Building relationships between charities and the private sectorOur offices costs do need to be covered though, so we've found ways to generate income that don't require us to take a cut out of each donation. Here are the ways we make Bmycharity a sustainable business without charging commission:
- Donors are also consumers, and we've invited a selection of suitable corporate partners to advertise to Bmycharity visitors, paying us commission for everyone who signs up. It's in our interest only to choose suitable partners since if visitors aren't impressed they won't click, and we don't earn any revenue.
- We also welcome corporate partners who wish to demonstrate their support for fundraising in the UK by sponsoring areas of the site.
- Where individual charities request specialist support - for example with consulting and technical development, we charge them on a project basis. Our standard free service includes detailed reporting and analytical tools for charities.
- We work with a network of businesses that offer tools and services that are useful to charities and compliment the Bmycharity platform. Where appropriate, we invite these businesses to provide their services through Bmycharity and share their revenues with us.

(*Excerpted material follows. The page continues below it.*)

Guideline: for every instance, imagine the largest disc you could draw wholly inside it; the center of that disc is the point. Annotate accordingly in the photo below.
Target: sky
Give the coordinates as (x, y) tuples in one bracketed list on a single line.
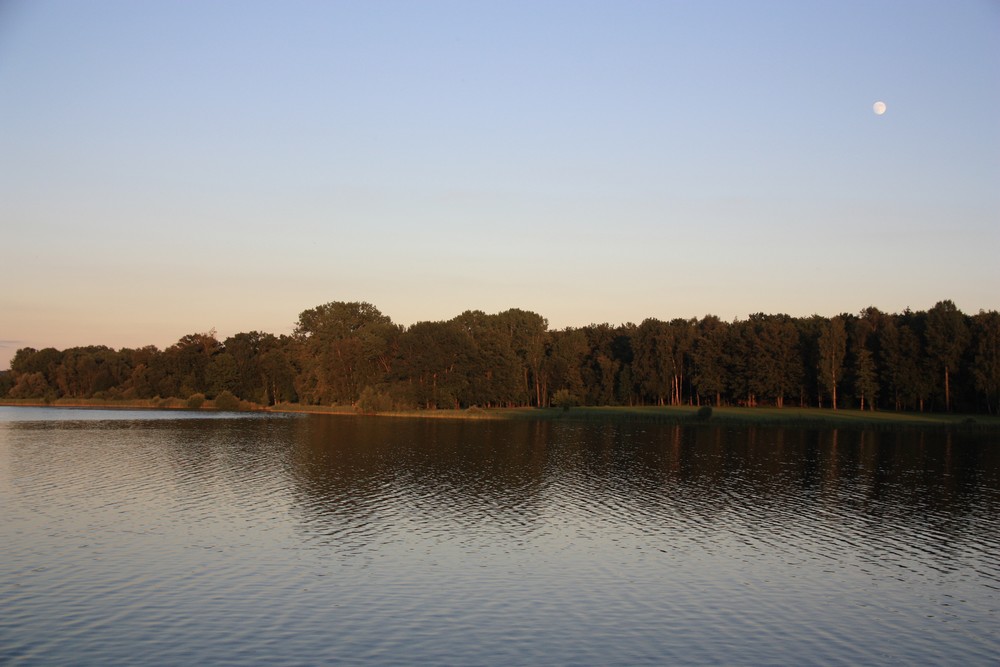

- Finally, we keep the cost down! We minimise the cost of running Bmycharity and work with very efficient suppliers and partners.
Why now?We've always set out to provide healthy competition in the online fundraising market. We've raised £25 million so far and over the last year (in spite of the recession) we've increased the amount raised by nearly 40% on the previous year. We could stick with the traditional approach and continue to grow steadily - but we see an opportunity to drive a change that goes far beyond the reach of Bmycharity.

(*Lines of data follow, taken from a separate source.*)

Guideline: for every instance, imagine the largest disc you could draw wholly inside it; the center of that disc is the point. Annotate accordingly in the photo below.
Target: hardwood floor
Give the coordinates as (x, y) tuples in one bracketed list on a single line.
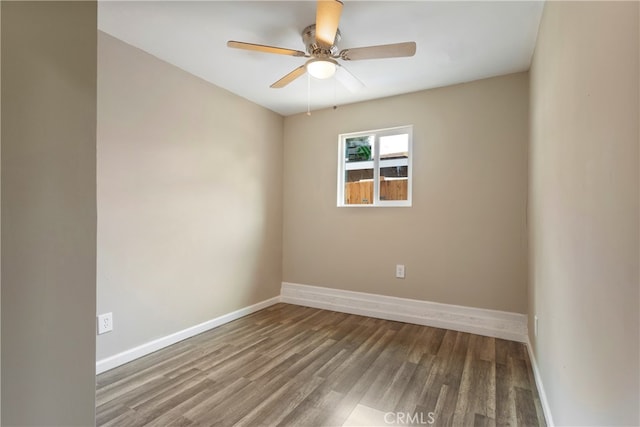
[(298, 366)]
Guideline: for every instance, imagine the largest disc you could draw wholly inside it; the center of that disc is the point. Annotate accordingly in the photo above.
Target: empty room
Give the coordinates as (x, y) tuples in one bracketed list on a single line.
[(320, 213)]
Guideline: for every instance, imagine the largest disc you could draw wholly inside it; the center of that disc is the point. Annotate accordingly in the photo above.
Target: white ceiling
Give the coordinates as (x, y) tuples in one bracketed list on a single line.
[(456, 42)]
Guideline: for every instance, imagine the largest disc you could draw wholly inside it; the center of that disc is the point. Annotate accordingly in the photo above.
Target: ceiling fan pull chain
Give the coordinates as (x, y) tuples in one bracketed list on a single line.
[(308, 94)]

Just as internet usage blossomed in the UK with the widespread arrival of broadband, replacing pay-per-minute dial-up connections, we think the time has come for online fundraising to blossom and fulfil its rightful place as the most popular and efficient way to support good causes - free from the visceral sense that someone is taking a cut away from a good cause.
For years the market has been dominated by JustGiving, and we've noticed that whenever a new entrant (such as Everyclick in 2008) appears it helps us by encouraging charities to look again at what online fundraising can do - and many choose to sign up with Bmycharity. With the recent launch of Virgin Money Giving, we've benefitted in a different way, since Virgin have emboldened other corporate brands to consider ways that they too can contribute to the third sector. Bmycharity's affiliate and sponsorship options offer them a very cost-effective way to do so.
But setting fundraising free isn't something we want to monopolise. We're encouraging every provider to seek ways to provide these services for free. After all, the value that they deliver to thousands of good causes is too great to allow donors to be offput by a commercial interest.
A creative future beyond commission charges - filling in the fundraising spectrumSponsorship fundraising is one of the big success stories of the last decade, but the future is even more exciting. We're working with a growing network of creative social entrepreneurs and charities to make it easy for charities and their supporters to broaden the impact of their fundraising activity. Since thousands of people encounter charities only through fundraising pages, we want to make sure that there are ways that they can engage with causes beyond reaching for a credit card. Recruiting new fundraisers, volunteers, campaigners and even employees, offering ways to contribute by changing shopping and web-searching behaviour, even providing services to beneficiaries such as video clips on cancer self-checking - all of these are possible through fundraising pages.
Bmycharity's vision for the future is to provide the free, secure, helpful platform on which all of these charitable benefits can be delivered.